Wie erklärt sich dieses eindeutige "Wellenmuster"? Eine Annahme wäre, dass die Elektronen zwischen den Spalten und dem Schirm irgendwie miteinander interferieren und dadurch das Interferenzmuster erzeugen. Dass dem nicht so ist, zeigt folgendes:

Wir können (auch praktisch) nur ein einziges Elektron aufs Mal abfeuern, sodass sich jeweils nur dieses eine Elektron zwischen den beiden Spalten und dem Schirm aufhält - und dennoch formt sich, wenn beide Spalten gleichzeitig offen sind (und wenn wir genügend lange warten, also bei einer genügend grossen Anzahl abgefeuerter Elektronen) ein Interfe­renzmuster auf dem Schirm.
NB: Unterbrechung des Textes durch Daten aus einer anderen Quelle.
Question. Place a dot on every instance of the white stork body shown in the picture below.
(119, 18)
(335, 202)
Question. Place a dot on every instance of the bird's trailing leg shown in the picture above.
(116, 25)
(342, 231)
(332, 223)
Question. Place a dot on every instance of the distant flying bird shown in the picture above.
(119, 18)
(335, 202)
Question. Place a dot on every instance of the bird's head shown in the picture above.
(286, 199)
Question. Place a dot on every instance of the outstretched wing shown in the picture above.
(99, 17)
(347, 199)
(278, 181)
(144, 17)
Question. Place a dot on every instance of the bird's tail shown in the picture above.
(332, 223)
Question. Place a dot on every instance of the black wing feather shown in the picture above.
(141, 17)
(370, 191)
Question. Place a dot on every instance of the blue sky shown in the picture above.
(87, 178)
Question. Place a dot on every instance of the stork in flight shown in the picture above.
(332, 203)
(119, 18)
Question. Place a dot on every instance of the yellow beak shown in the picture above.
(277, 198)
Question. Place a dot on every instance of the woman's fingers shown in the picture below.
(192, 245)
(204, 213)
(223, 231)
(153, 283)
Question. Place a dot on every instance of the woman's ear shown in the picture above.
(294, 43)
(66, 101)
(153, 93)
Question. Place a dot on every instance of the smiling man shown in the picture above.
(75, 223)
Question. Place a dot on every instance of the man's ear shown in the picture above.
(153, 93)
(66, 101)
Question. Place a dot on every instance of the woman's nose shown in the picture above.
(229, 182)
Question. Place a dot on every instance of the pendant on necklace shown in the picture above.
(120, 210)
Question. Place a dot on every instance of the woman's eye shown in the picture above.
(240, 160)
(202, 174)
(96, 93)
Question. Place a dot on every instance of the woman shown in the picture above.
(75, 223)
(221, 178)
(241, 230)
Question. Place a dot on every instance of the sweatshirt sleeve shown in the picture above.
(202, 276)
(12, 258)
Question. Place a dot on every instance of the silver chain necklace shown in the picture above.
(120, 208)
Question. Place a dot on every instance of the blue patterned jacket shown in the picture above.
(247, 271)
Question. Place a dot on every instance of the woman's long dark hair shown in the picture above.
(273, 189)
Wie lässt sich das erklären? Wir würden doch, wenn nur ein Elektron aufs Mal abgefeuert wird, zwei parallele Streifen erwarten wie wenn jeweils nur eine der beiden Spalten offen wäre. Es ist so, als "wüsste" das Elektron, dass beide Spalten offen sind. Oder als würde es mit sich selber interferieren.

Eine wirkliche Erklärung dafür hat man nicht. Aber einen "mathematischen Forma­lismus", der die beobachteten Phänomene abbildet.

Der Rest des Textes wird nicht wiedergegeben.